Tuntutan harus tetap produktif meskipun di rumah membuat tak sedikit orang melirik kembali sektor pertanian yang bisa di optimalkan.Berbicara tentang pertanian Bali, berarti memberi perhatian sebanyak 458.430 orang atau 18,88 persen penduduk Bali yang bekerja dan menggantungkan hidupnya pada lapangan usaha pertanian, yang merupakan jumlah pekerja terbesar kedua setelah lapangan usaha perdagangan (19,43%) dari total penduduk Bali yang bekerja usia 15 tahun ke atas. Demikian data ketenagakerjaan Agustus 2019 yang dirilis Badan Pusat Statistik Provinsi Bali. Ditilik lebih lanjut, lapangan usaha pertanian Bali berkontribusi sekitar 13,67 persen terhadap nilai tambah PDRB Provinsi Bali sepanjang triwulan I 2020. Kontribusi ini merupakan terbesar kedua setelah lapangan usaha penyediaan akomodasi dan makan minum yang lekat dan menjadi domain pariwisata Bali yaitu sebesar 21,81 persen. Oleh karena itu, sudah semestinya lapangan usaha pertanian mendapat perhatian lebih, selain menjadi sumber kehidupan dan penghidupan juga mejadi backbone eksistensi pariwisata Bali sejak berpuluh tahun yang lalu.
Pokok permasalahannya, dalam satu dekade
terakhir, kontribusi lapangan usaha pertanian mempunyai trend menurun. Fakta lainnya menyatakan bahwa persentase pendapatan
kelompok penduduk 40 persen terbawah
sebagian besar berada dalam lapangan usaha pertanian. Menjadi sebuah tantangan
bagi pemerintah sebagai pengemban dan pengambil kebijakan, mampukah menggugah minat penduduk bertani sehingga
kontribusi pertanian bisa kembali seperti pada satu dekade sebelumnya yang
hampir mendekati 20 persen. Patut dipancangkan optimisme kuat untuk menggapai
ini dengan pendekatan kebijakan yang adaptif dan inovatif, disertai dengan sentuhan
teknologi yang tepat. Selain itu, diperlukan peningkatan soft skills petani Bali yang maju, inovatif, dan terbarukan
sehingga tak mustahil kilau terang pertanian Bali mampu kembali bangkit. Jika
menjadi kenyataan, efek dominonya adalah pertanian menjadi penunjang kuat dan utama
pariwisata Bali dan transportasi dan pergudangan ikut bergerak dan akhirnya secara
umum akan mampu mengerek pertumbuhan ekonomi Bali.

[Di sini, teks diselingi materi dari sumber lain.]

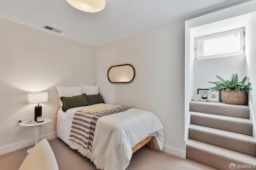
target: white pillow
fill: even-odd
[[[56,86],[56,87],[59,93],[60,108],[62,108],[62,102],[60,99],[60,97],[72,97],[82,95],[83,94],[82,87],[80,86],[59,87]]]
[[[79,86],[82,87],[83,93],[85,93],[87,95],[98,95],[99,94],[99,86],[98,85],[79,85]]]

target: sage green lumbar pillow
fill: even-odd
[[[104,100],[100,93],[98,95],[86,95],[86,99],[89,105],[98,103],[105,103]]]
[[[69,109],[88,105],[85,94],[72,97],[61,97],[60,100],[62,102],[62,109],[64,112]]]

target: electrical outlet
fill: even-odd
[[[21,123],[22,120],[22,119],[17,119],[17,126],[20,125],[20,123]]]

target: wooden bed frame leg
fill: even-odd
[[[138,150],[140,149],[140,148],[146,144],[148,144],[148,148],[150,150],[154,149],[154,137],[149,136],[143,140],[142,142],[137,144],[133,148],[132,148],[132,153],[134,154]]]
[[[154,150],[154,138],[152,138],[150,141],[148,143],[148,148],[150,150]]]

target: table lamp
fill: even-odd
[[[40,103],[48,101],[48,92],[34,92],[28,93],[28,103],[38,103],[35,107],[34,121],[36,121],[37,117],[42,116],[42,106]]]

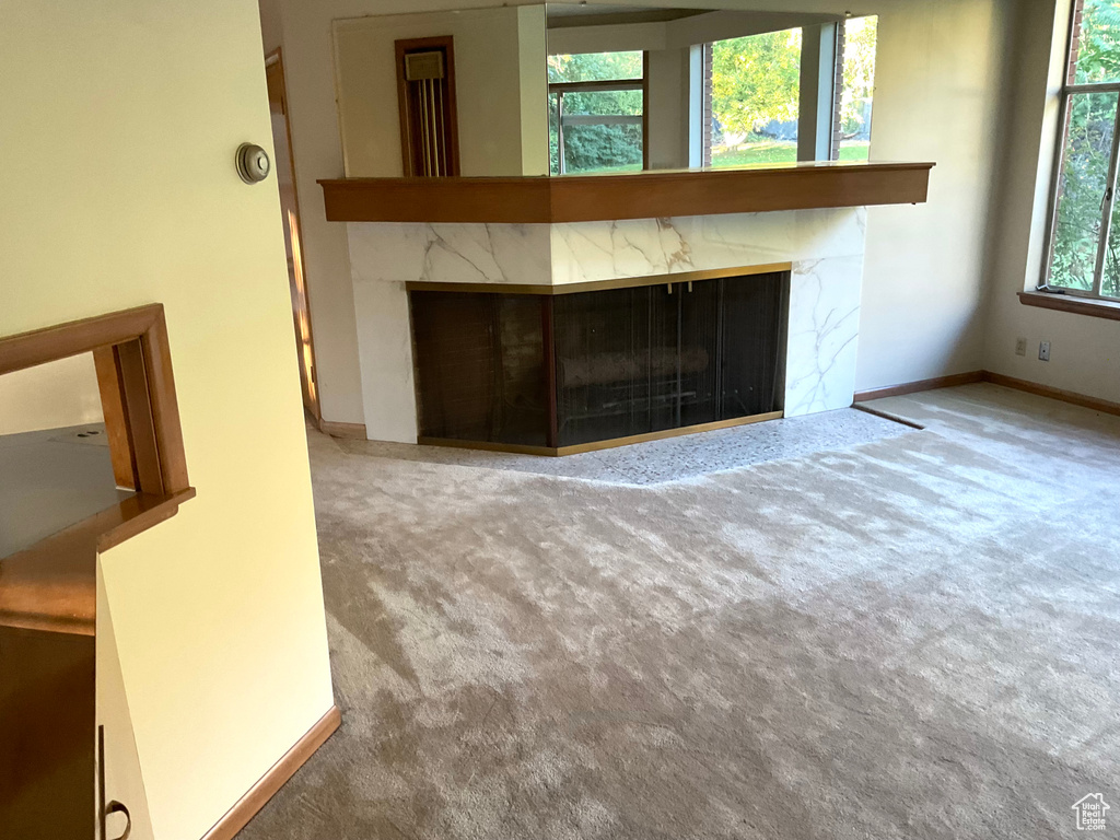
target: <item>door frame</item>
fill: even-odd
[[[315,386],[314,391],[311,389],[308,389],[308,395],[309,395],[309,399],[311,401],[311,404],[307,405],[305,403],[305,409],[307,409],[308,412],[310,412],[311,418],[315,420],[316,426],[321,430],[321,428],[323,428],[323,409],[321,409],[321,400],[320,400],[320,394],[319,394],[319,388],[320,388],[320,385],[319,385],[319,373],[318,373],[318,371],[319,371],[319,361],[318,361],[319,356],[318,356],[318,353],[315,349],[315,327],[312,325],[312,318],[311,318],[311,290],[310,290],[310,287],[308,284],[308,281],[307,281],[307,262],[304,259],[304,253],[305,253],[305,251],[304,251],[304,220],[302,220],[302,214],[300,212],[300,203],[299,203],[299,183],[298,183],[298,178],[296,177],[296,149],[292,146],[292,142],[291,142],[291,120],[289,119],[289,114],[288,114],[288,76],[287,76],[287,73],[284,71],[284,64],[283,64],[283,47],[277,47],[276,49],[273,49],[273,50],[271,50],[271,52],[269,52],[269,53],[265,54],[265,56],[264,56],[264,67],[265,67],[265,71],[269,67],[271,67],[273,64],[277,65],[280,68],[280,84],[281,84],[281,91],[280,91],[280,113],[283,116],[284,133],[287,134],[287,139],[288,139],[288,167],[289,167],[289,170],[291,171],[291,192],[292,192],[292,197],[293,197],[295,204],[296,204],[295,211],[296,211],[296,240],[297,240],[297,242],[295,244],[296,244],[298,253],[293,254],[292,256],[293,256],[293,259],[296,259],[296,258],[299,259],[299,270],[300,270],[300,272],[302,273],[302,277],[304,277],[304,304],[307,307],[307,343],[308,343],[308,345],[311,348],[311,370],[310,371],[305,371],[305,368],[304,368],[304,360],[301,358],[302,347],[299,346],[298,342],[297,342],[297,347],[296,347],[296,351],[297,351],[296,362],[297,362],[297,364],[299,364],[300,370],[304,371],[304,375],[306,375],[308,377],[308,381],[311,384],[314,384],[314,386]],[[267,84],[268,84],[268,82],[265,81],[265,85]],[[271,122],[271,114],[272,114],[272,106],[271,106],[271,102],[270,102],[269,103],[270,122]],[[278,178],[278,180],[279,180],[279,178]],[[279,184],[277,184],[277,193],[278,193],[278,195],[279,195],[279,192],[280,192]],[[283,225],[288,224],[288,221],[283,217],[283,207],[282,206],[280,208],[280,223],[283,224]],[[289,231],[289,235],[291,235],[290,231]],[[300,391],[302,391],[302,384],[300,384]],[[301,394],[301,398],[302,398],[302,394]]]

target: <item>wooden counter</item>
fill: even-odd
[[[563,223],[921,204],[934,164],[827,161],[505,178],[320,180],[329,222]]]

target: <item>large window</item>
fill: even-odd
[[[1075,0],[1044,286],[1120,299],[1120,0]]]
[[[549,168],[638,171],[645,156],[641,52],[549,56]]]
[[[867,160],[871,149],[875,47],[879,19],[849,18],[840,35],[840,95],[837,102],[833,160]]]
[[[797,159],[801,29],[704,45],[704,166]]]
[[[785,29],[703,45],[703,165],[797,160],[805,37],[834,39],[834,49],[822,49],[819,58],[838,65],[833,82],[820,92],[832,99],[830,158],[867,160],[877,29],[878,18],[871,16],[851,18],[824,32],[819,27]]]

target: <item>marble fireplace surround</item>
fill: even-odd
[[[558,224],[349,222],[367,437],[417,442],[407,282],[561,286],[790,262],[786,417],[846,408],[866,217],[844,207]]]

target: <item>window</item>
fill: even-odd
[[[1120,299],[1120,0],[1075,0],[1043,287]]]
[[[704,166],[797,159],[801,29],[704,45]]]
[[[645,158],[641,52],[549,56],[549,169],[640,171]]]
[[[833,160],[867,160],[871,148],[871,100],[875,95],[875,47],[879,19],[849,18],[840,28],[839,99]]]

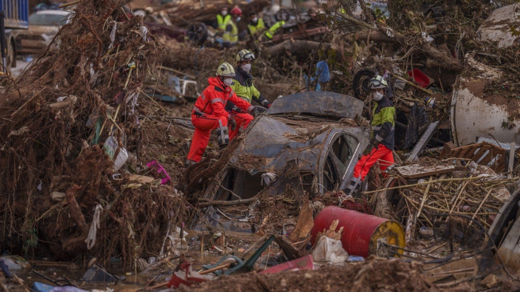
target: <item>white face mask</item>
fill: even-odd
[[[242,70],[244,71],[245,73],[248,73],[251,70],[251,64],[246,64],[245,65],[242,65],[241,66],[242,67]]]
[[[374,98],[374,100],[379,101],[383,98],[383,94],[379,91],[375,91],[372,94],[372,97]]]
[[[224,79],[224,84],[226,84],[226,86],[231,86],[231,84],[232,83],[232,78],[226,78],[226,79]]]

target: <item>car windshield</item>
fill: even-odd
[[[57,25],[61,26],[67,22],[67,16],[63,14],[33,14],[29,18],[29,24],[33,25]]]

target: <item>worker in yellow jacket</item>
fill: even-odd
[[[237,45],[238,42],[238,27],[237,22],[242,18],[242,10],[238,7],[231,9],[231,18],[226,22],[224,35],[222,36],[222,46],[230,48]]]
[[[217,29],[224,32],[226,29],[226,23],[231,18],[231,15],[228,14],[227,7],[224,7],[220,10],[220,13],[217,15]]]
[[[261,18],[258,18],[256,12],[252,11],[249,12],[249,23],[248,24],[248,30],[253,37],[257,36],[266,30],[265,23]]]

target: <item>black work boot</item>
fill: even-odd
[[[346,191],[348,191],[347,193],[347,195],[350,195],[353,197],[357,194],[358,192],[361,189],[361,184],[363,183],[363,181],[355,177],[353,177],[352,179],[350,180],[350,183],[348,184],[348,186],[347,187]]]

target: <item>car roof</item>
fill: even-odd
[[[67,10],[52,9],[46,10],[40,10],[36,12],[35,14],[55,14],[57,15],[69,15],[71,12]]]

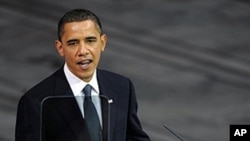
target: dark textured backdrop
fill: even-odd
[[[152,141],[227,141],[250,124],[248,0],[0,0],[0,140],[13,141],[18,99],[62,64],[54,48],[63,13],[100,16],[108,45],[100,67],[136,86]]]

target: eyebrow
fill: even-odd
[[[79,41],[78,39],[71,39],[71,40],[68,40],[67,43],[78,42],[78,41]]]
[[[91,40],[91,39],[97,39],[95,36],[90,36],[86,38],[87,40]]]

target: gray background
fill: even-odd
[[[13,141],[17,103],[63,60],[57,21],[72,8],[101,18],[100,68],[134,82],[152,141],[227,141],[250,124],[248,0],[0,0],[0,140]]]

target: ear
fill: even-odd
[[[55,47],[57,49],[57,52],[60,54],[60,56],[64,56],[64,52],[63,52],[63,47],[62,47],[62,42],[59,40],[55,40]]]
[[[103,34],[103,35],[101,36],[102,51],[105,50],[107,40],[108,40],[107,35],[106,35],[106,34]]]

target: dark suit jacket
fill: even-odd
[[[100,95],[113,100],[110,109],[105,102],[101,102],[103,140],[148,141],[149,137],[142,130],[137,117],[137,101],[131,81],[104,70],[97,70],[97,80]],[[53,98],[45,100],[56,96],[73,96],[63,68],[21,97],[17,111],[16,141],[89,141],[90,135],[76,101],[74,99],[55,101]],[[43,109],[50,110],[45,110],[41,114],[41,103],[44,100],[46,102]],[[107,113],[110,113],[110,117]],[[40,134],[43,134],[42,139]]]

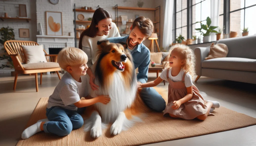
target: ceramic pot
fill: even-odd
[[[221,33],[217,33],[216,34],[216,40],[218,40],[220,39],[220,35]]]
[[[203,42],[205,43],[211,41],[211,36],[204,36],[203,37]]]
[[[249,34],[249,31],[247,32],[244,32],[242,33],[242,35],[243,35],[243,36],[247,36],[248,35],[248,34]]]

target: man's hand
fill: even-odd
[[[99,100],[98,102],[100,102],[104,104],[107,104],[110,101],[110,98],[108,95],[102,95],[97,97]]]
[[[172,106],[173,109],[177,109],[179,108],[181,105],[181,102],[179,100],[175,101],[173,103],[174,104]]]
[[[137,88],[140,88],[142,87],[142,83],[140,82],[138,82],[137,83]]]
[[[95,90],[98,91],[98,89],[99,88],[98,86],[95,84],[93,83],[93,80],[95,78],[94,75],[92,74],[90,76],[90,81],[89,82],[90,84],[90,85],[91,86],[91,87],[93,91]]]

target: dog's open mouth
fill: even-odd
[[[124,70],[124,65],[123,65],[122,62],[118,62],[112,60],[112,63],[113,66],[116,68],[117,69],[121,71]]]

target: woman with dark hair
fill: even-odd
[[[118,28],[112,22],[112,16],[109,12],[101,8],[95,10],[91,25],[82,32],[79,40],[79,48],[84,51],[88,56],[88,66],[90,68],[95,62],[95,53],[98,50],[97,42],[98,40],[120,36]],[[90,76],[93,75],[90,68],[87,72]]]

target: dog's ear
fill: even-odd
[[[124,47],[124,49],[127,49],[127,47],[128,47],[128,45],[127,45],[127,44],[126,43],[125,43],[120,42],[119,42],[119,43],[122,45]]]
[[[105,46],[110,43],[109,41],[107,40],[100,40],[97,42],[97,44],[99,46],[101,49],[103,49]]]

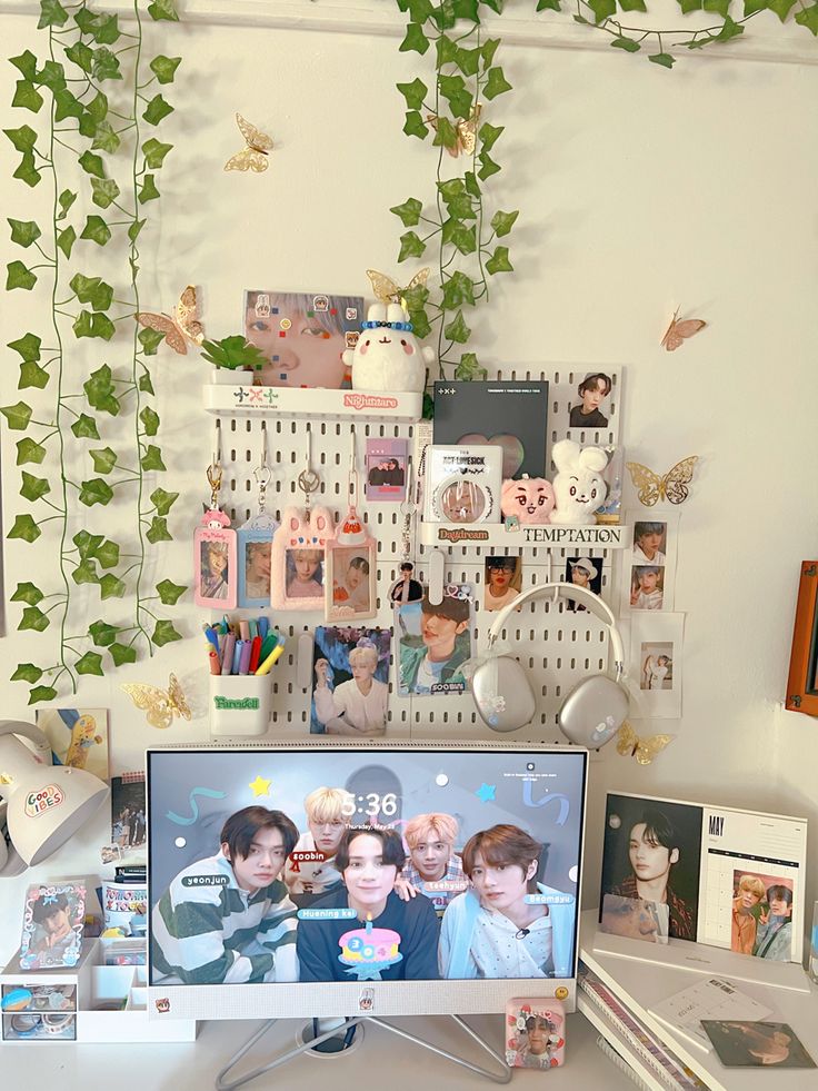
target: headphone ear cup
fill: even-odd
[[[557,722],[572,743],[597,750],[616,735],[628,715],[628,694],[605,674],[583,678],[571,690]]]

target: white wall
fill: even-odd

Perspektif upaya memajukan pertanian Bali harus selalu di dukung dan ditumbuhkembangkan. Tidak mudah memang, karena fakta perkembangan pertanian Bali kian menurun. Merujuk data jumlah rumah tangga usaha pertanian hasil Survei Pertanian Antar Sensus (SUTAS) tahun 2018 oleh BPS, tercatat di Bali ada 388.456 rumah tangga usaha pertanian dan jumlah ini mengalami penurunan sebanyak 19.777 rumah tangga dibanding data hasil Sensus Pertanian 2013, dan jika dibandingkan dengan data hasil Sensus Pertanian 2003 berkurang sebanyak 103.938 rumah tangga. Data SUTAS2018 juga mencatat hanya sekitar 8,41 persen pemuda berusia dibawah 35 tahun yang masih berminat menjadi petani atau hampir tidak ada anak petani yang ingin menjadi petani. Sebanyak 91,59 persen pemuda di bawah 35 tahun lainnya tergiring ke arah perdagangan, hotel, dan pariwisata, industrialisasi, ataupun lainnya. Fakta lain menunjukkan bahwa di antara petani Bali tersebut di atas, sekitar 68,49 % berusia di atas 45 tahun.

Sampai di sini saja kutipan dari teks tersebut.